Metro Gold's programming was targeted at family audiences, and covered genres including drama, comedy, horror, and live events. Among its most successful programmes are Maan, Kabhi Sautan Kabhi Saheli, Dushman, Mamla Gadbad Hai, Saamne Wali Khidki, Tede Medhe Sapnay, and Chonch Ladi Re Chonch.
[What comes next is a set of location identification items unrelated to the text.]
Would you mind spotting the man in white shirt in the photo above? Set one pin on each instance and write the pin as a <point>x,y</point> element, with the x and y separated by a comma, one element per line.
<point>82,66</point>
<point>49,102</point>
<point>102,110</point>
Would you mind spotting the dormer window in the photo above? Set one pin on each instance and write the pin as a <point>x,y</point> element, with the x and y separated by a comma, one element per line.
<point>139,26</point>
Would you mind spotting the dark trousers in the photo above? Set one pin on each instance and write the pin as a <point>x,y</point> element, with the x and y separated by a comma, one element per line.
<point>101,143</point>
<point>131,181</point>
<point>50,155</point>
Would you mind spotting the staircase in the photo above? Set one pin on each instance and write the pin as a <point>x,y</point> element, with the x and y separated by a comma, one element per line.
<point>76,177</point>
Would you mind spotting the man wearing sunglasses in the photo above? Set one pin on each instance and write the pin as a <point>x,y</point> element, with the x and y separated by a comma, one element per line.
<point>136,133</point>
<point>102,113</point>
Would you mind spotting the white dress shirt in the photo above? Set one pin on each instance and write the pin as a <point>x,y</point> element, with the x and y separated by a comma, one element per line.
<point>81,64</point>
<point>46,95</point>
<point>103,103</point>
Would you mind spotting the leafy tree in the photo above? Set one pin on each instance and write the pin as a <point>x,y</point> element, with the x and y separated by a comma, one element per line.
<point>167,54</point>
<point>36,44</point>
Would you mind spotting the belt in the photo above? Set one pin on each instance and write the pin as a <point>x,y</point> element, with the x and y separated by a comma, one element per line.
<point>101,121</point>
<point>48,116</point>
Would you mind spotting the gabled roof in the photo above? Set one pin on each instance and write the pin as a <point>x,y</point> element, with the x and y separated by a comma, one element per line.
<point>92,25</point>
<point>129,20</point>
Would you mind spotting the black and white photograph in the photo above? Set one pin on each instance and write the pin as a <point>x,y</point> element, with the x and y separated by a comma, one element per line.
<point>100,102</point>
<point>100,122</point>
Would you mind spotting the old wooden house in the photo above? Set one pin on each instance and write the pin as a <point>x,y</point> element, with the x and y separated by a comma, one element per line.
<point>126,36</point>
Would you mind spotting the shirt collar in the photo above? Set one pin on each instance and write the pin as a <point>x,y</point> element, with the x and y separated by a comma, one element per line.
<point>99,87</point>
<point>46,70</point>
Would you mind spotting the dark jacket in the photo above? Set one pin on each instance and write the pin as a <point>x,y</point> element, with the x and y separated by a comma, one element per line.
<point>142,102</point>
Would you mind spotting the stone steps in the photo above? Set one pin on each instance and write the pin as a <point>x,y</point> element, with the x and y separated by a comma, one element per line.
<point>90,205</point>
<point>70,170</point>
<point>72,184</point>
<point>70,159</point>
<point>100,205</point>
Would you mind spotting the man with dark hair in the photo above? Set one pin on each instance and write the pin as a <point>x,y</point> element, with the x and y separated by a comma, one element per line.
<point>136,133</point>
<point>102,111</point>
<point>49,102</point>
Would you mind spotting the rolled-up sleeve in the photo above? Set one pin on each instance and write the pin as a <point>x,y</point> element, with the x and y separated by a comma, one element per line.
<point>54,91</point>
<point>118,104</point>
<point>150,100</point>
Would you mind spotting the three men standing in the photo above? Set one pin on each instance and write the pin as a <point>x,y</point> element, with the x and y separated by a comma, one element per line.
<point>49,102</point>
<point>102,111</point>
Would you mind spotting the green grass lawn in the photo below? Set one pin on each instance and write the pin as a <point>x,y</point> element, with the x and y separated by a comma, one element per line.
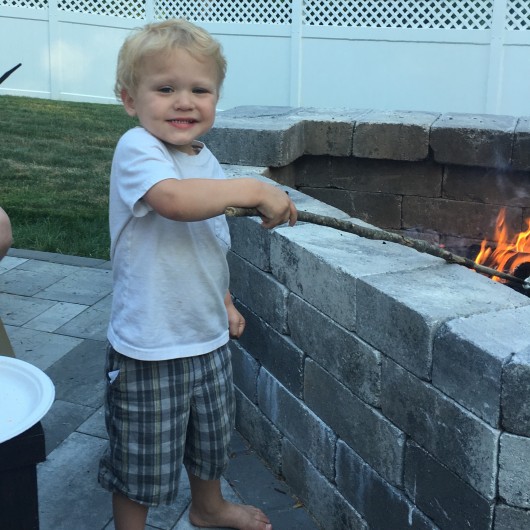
<point>54,174</point>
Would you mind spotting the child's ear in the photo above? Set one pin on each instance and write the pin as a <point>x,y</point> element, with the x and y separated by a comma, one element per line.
<point>128,102</point>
After Metro Gold went off-air, it signed a contract with STAR Plus and sold off all of their shows to the channel. STAR Plus bought Nine Gold's entire library of programmes after signing the deal, and all of the programmes were re-aired on STAR Plus from the beginning. Besides, all of Metro Gold's programmes now belong to (are claimed by) STAR Plus and known as theirs rather than DD Metro's, though they were aired on DD Metro channel. The reason was that HFCL – Nine Gold paid DD Metro 1.21 million rupees for the three hours of air-time on DD Metro and they had full claim and the right to sell their programmes to anyone, and when they signed a deal with STAR Plus, DD Metro had no say in it.

==Programmes==
The following is a list of programmes that were broadcast by Metro Gold Channel at the time it was on-air (now the programmes belong to STAR Plus channel):

Drama

- Dushman (Mon-Thu | 08:00PM)
- Piyaa Binaa (Mon | 08:30PM)
- Kundali (Tue | 08:30PM)
- Kavita (Wed | 09:00PM, Later Moved to Wed | 08:30PM)
- Smriti (Tue | 09:00PM, Later Moved to Thu | 08:30PM)
- Maan (Mon-Thu | 09:00PM)
- Kabhii Sautan Kabhii Sahelii (Mon-Thu | 09:30PM)
- Jannat (Sat-Sun | 09:00PM)
- Kuch Ret Kuch Paani (Wed | 09:30PM)
- Alag Alag (Thu | 08:30PM)
- Hum Bhi To Hain Tumhare (Fri | 8:00PM, Later Moved to Fri | 09:30PM)
- Nargis (Fri | 8:30PM)
- Patang (Tue | 09:30PM)
Comedy
- Eena Meena Deeka (Thu | 07:30PM)
- Jaaneman Jaaneman (Tue | 07:30PM)
- Mooch Nahi Toh Kuch Nahi (Tue | 07:00PM)
- Saamne Wali Khidki (Wed | 07:30PM)
- Shaadi No. 1 (Sun | 08:00PM)
- Chonch Ladi Re Chonch (Sun | 08:30PM)
- Tedhe Medhe Sapnay (Sun | 09:00PM)
- Hum Hain Kal Aaj Aur Kal (Sun | 09:30PM)
- Zindagi Milke Bitayenge (Wed | 08:30PM)
- Mamla Gadbad Hai (Fri | 7:30PM)
- Meri Mrs. Chanchala (Mon | 7:30PM)
Shows
- Bol Baby Bol (Mon | 07:00PM), Hosted by Manoj Pahwa
- Taal Maal Ka Sawaal (Fri | 7:00PM), Hosted by Singer Shaan
- Superstars (Mon | 09:00PM, Later Moved to Mon | 07:00PM), Hosted by Chunky Panday
- Hum Tum Ek Camare Mei Band Hoon (Wed-Thu | 07:00PM, Later Thu | 07:00PM), Hosted by Parzaan Dastur
- Yehi Hai Right Price (The Price is Right) (Thu | 09:00PM), Hosted by Ronit Roy
- Mini Superstars (Fri | 07:00PM), Hosted by Raageshwari Loomba
- Bollywood for You (Sat | 7:00PM)
- Blockbuster (Sat | 9:30PM, Later Moved to Sat | 7:30PM)
- Superhit Muqabla (Sun | 7:00PM)
Action
- Khaaki (Fri | 9:00PM)
Concerts
- Madhuri Magic (Sun | 08:00PM)
- The Helen Show (Sun | 08:00PM)
- Anandji's Little Stars Concert (Sun | 08:00PM)
- Patriotic Concert (Sun | 08:00PM)
Movie Blocks

- Directors Cut (Sat | 08:00PM)
  - Hare Kkanch Ki Choodiyaan
  - Ghoondhat ke Pat Khol
  - Mr. Mehmaan
  - Jannat Talkies
  - Jaal
  - Dil Ne Suna
  - Keh Do Na
- Kids Box Office (Sun | 08:00PM)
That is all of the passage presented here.